World leaders finally reached a climate change deal in Paris today, Dec. 12, after weeks of negotiation. Of course, the international treaty with all its bureaucratic complications and delays would be superfluous, if only we all did our part to mitigate the effects of climate change, on an individual level. But nearly everyone drags their feet, and psychological blocks play a big part in our inaction.
Robert Gifford, professor of psychology and environmental studies at the University of Victoria, Canada, studies the thinking that leads so many people to ignore climate change. In 2011, he published a paper detailing 29 reasons for our inability for take individual action in American Psychologist. Earlier this year, he updated that list to include 33 reasons.
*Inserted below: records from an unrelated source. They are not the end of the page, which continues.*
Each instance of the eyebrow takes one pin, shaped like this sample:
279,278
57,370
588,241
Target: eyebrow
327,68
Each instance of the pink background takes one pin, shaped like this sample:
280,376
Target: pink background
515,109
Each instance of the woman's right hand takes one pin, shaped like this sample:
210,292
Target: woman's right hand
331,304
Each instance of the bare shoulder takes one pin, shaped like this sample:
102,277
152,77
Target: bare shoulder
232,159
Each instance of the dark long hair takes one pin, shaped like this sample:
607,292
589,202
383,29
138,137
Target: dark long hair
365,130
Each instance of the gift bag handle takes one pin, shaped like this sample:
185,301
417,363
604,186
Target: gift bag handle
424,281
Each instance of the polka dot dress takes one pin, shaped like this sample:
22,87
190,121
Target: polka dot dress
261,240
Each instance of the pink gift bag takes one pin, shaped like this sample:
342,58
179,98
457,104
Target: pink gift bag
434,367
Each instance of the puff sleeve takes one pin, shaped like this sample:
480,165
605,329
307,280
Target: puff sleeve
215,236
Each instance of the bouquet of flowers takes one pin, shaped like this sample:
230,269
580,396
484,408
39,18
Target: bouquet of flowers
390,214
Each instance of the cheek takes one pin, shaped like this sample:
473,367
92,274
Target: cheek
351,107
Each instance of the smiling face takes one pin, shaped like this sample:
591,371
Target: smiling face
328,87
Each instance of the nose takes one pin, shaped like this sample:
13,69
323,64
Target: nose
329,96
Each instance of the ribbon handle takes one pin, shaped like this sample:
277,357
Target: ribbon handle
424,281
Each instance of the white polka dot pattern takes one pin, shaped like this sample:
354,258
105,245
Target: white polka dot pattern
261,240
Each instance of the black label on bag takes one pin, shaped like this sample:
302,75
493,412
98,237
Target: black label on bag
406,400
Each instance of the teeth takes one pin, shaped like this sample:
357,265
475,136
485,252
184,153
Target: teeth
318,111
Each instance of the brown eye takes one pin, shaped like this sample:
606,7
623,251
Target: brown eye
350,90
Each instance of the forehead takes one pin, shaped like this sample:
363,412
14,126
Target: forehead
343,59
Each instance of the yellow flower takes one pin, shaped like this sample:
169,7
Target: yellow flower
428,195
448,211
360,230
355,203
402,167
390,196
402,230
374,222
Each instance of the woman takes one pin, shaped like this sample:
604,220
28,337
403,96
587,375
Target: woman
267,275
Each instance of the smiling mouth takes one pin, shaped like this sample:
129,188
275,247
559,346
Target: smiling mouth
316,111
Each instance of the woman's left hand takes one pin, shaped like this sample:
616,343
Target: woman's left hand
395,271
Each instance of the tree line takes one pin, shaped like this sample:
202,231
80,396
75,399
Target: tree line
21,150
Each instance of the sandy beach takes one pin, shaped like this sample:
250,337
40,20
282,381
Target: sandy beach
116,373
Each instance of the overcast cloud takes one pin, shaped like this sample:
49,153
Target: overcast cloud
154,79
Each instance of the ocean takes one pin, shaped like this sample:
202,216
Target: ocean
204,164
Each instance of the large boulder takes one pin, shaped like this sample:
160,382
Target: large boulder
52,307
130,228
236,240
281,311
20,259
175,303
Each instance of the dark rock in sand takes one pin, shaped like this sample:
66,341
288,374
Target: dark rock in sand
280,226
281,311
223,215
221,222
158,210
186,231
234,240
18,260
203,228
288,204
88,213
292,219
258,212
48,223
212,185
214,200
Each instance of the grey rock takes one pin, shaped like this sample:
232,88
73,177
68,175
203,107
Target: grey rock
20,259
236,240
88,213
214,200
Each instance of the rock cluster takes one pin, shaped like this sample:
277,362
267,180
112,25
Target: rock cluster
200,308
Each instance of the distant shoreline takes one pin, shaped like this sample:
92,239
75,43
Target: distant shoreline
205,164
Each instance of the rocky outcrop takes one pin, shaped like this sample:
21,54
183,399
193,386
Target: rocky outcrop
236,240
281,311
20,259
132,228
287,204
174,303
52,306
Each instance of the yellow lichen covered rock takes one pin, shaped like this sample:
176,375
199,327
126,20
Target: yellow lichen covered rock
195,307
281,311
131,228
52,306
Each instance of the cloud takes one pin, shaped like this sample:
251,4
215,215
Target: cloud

A sense of powerlessness is one of the most common psychological blocks to addressing climate change, Gifford tells Quartz. Studies have shown that people sometimes fail to act when they believe they can’t control the outcome, and in the case of climate change, it’s hard to perceive any individual influence over large-scale environmental phenomena. Such a belief is a strong predictor of whether someone chooses to take public transport over a private car.
“Conflicting values, goals, and aspirations” is another common reason for inaction, he says. It’s usually given by people who think climate change is important, but put their personal needs ahead, such as financial, job, family, and health goals.
“An example would be the very concerned mum who drives her kids to school because she’s worried about their safety, even though she knows they ought to walk to school for their own health and for the climate,” says Gifford.
Gifford identifies several other excuses including Technosalvation (“The engineers will fix everything so I don’t need to do anything,” he explains), Tokenism (the belief that a single act, like recycling, is sufficient) and faith that a religious deity or the secular equivalent, Mother Nature, has everything under control.
But just as there are psychological barriers to helping the environment, there are also psychological tricks to persuading people to take action.
“Just as in commercial advertisements, some messages work better than others,” says Gifford. Empowering messages such as “You can be a leader, you can be a hero, you can do it,” inspire more people to take action (pdf). Messages about sacrifice, such as, “Climate change is here, we’re all going to have to cut back,” are less effective.
Gifford says that incentives can also be useful—“not necessarily money but recognition or other kinds of reinforcements,”—and that, for those looking to influence others, it’s more important to behave in an environmentally friendly manner than to talk about the issue. “Other people will notice that you’re walking the walk, especially if you’re a visible person like a community leader or a CEO,” he says.
Ultimately though, whatever the psychological barrier, Gifford says the clear rational solution is simply for everyone to do their part.